Data interoperability depends, among other things, heavily on the support of data exchange formats and compliance with accepted technical standards. Here, INF actively seeks cooperations with other organizations outside of CAMPOS.
Research Data Lifecycle
The complete data life cycle, spanning from data acquisition over the various stages of computation, data analysis, visualization to long-term archiving and publication must be covered to achieve appropriate quality standards and reproducibility of modern research.

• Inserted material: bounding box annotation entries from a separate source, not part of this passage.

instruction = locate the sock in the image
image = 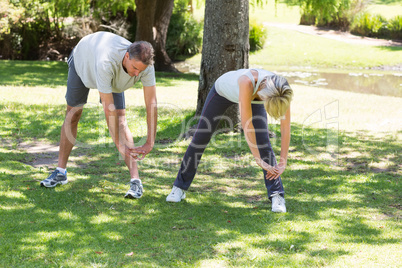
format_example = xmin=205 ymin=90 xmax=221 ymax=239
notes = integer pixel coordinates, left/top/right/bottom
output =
xmin=56 ymin=167 xmax=67 ymax=175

As developed by INF, a central platform for services and data storage is necessary for an appropriate management of all life cycle tasks and aspects, benefiting all participating CAMPOS researchers.

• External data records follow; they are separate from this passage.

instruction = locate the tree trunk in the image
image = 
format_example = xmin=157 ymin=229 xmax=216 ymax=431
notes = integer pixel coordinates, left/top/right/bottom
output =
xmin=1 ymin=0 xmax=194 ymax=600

Schematic illustration of the research data life cycle
To answer the challenges given by the diverse spectrum of disciplines involved in the CAMPOS project and the multitude of existing workflows, a general data management framework was built, consisting of three functional environments:
- the CAMPOS Internal Area forming the private working environment for researchers for all data-related tasks and issues,
- the research data archive FDAT of the University of Tübingen to preserve and publish data for long-term storage and use, and
- the CAMPOS Public Web Portal to provide public access to selected data (not yet implemented).

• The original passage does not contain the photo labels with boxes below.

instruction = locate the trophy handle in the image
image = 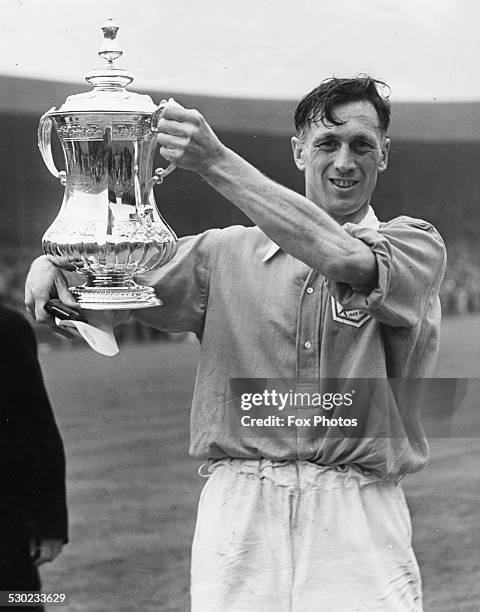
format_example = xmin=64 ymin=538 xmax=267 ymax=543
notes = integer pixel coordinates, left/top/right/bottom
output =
xmin=38 ymin=106 xmax=67 ymax=185
xmin=149 ymin=100 xmax=177 ymax=184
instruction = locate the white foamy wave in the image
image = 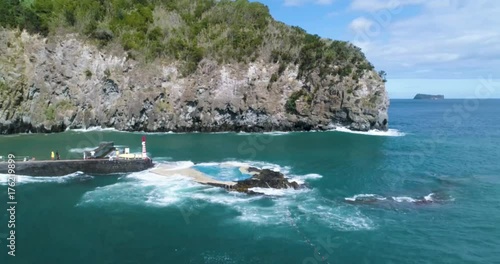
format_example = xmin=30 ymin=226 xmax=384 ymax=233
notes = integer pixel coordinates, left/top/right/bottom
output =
xmin=69 ymin=147 xmax=96 ymax=153
xmin=332 ymin=127 xmax=406 ymax=137
xmin=0 ymin=172 xmax=94 ymax=185
xmin=248 ymin=187 xmax=309 ymax=196
xmin=78 ymin=171 xmax=204 ymax=207
xmin=66 ymin=127 xmax=119 ymax=132
xmin=289 ymin=173 xmax=323 ymax=184
xmin=298 ymin=199 xmax=375 ymax=231
xmin=391 ymin=196 xmax=417 ymax=203
xmin=344 ymin=193 xmax=387 ymax=202
xmin=263 ymin=131 xmax=291 ymax=136
xmin=156 ymin=161 xmax=195 ymax=171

An automated procedure to build archival packages for longterm storage and publication into the research data archive FDAT was developed by INF.
At present, data packages from several sub-projects in CAMPOS have been successfully archived and published long-term in FDAT. See e.g.: hdl.handle.net/10900.1/afc6eac2-6521-4e59-a5c9-b1d1b36ad598.
A Structure of organizational entities on three levels has been established to efficiently coordinate the development and implementation of the data management within the CRC:
- Executive Board: top level decisions – strategy, prioritization, licensing, etc.
- Project Data Managers (PDMs): organization of work in individual projects
- Data Teams: management of specific types of data, incl. metadata definitions
A data management approach was implemented from the researchers’ perspective describing a sophisticated workflow from the generation and preparation of data and metadata all the way to the long-term preservation and publication.
A hierarchically and flexibly structured metadata schema was developed in order to avoid redundancies and inconsistencies in metadata across the heterogeneous research disciplines in CAMPOS. This concept offers efficiency because metadata can be defined in a data type-specific way based on extensible metadata templates. The effort required for data annotation depends on whether a metadata template for the given type of data is already available in the library of templates, with this approach being a profound time saver for the researcher.
The Data Cockpit, a key component of the CAMPOS internal working area for researchers, provides access to data and metadata for project internal use. It serves as a central hub for data upload and map based visualization of measuring stations etc. Via the Data Cockpit, metadata sets for the respective data records can be easily searched, maintained and edited by the project researchers.
With the assistance of S2, a data management plan (DMP) was developed by INF. The DMP advises researchers to appropriately manage and document the data to allow for the integrated analysis of data across individual research projects and disciplines. The DMP clarifies all data responsibilities to ensure successful cooperation in the CAMPOS project and serves as a guideline for data storage, for reference and to support researchers with all data tasks.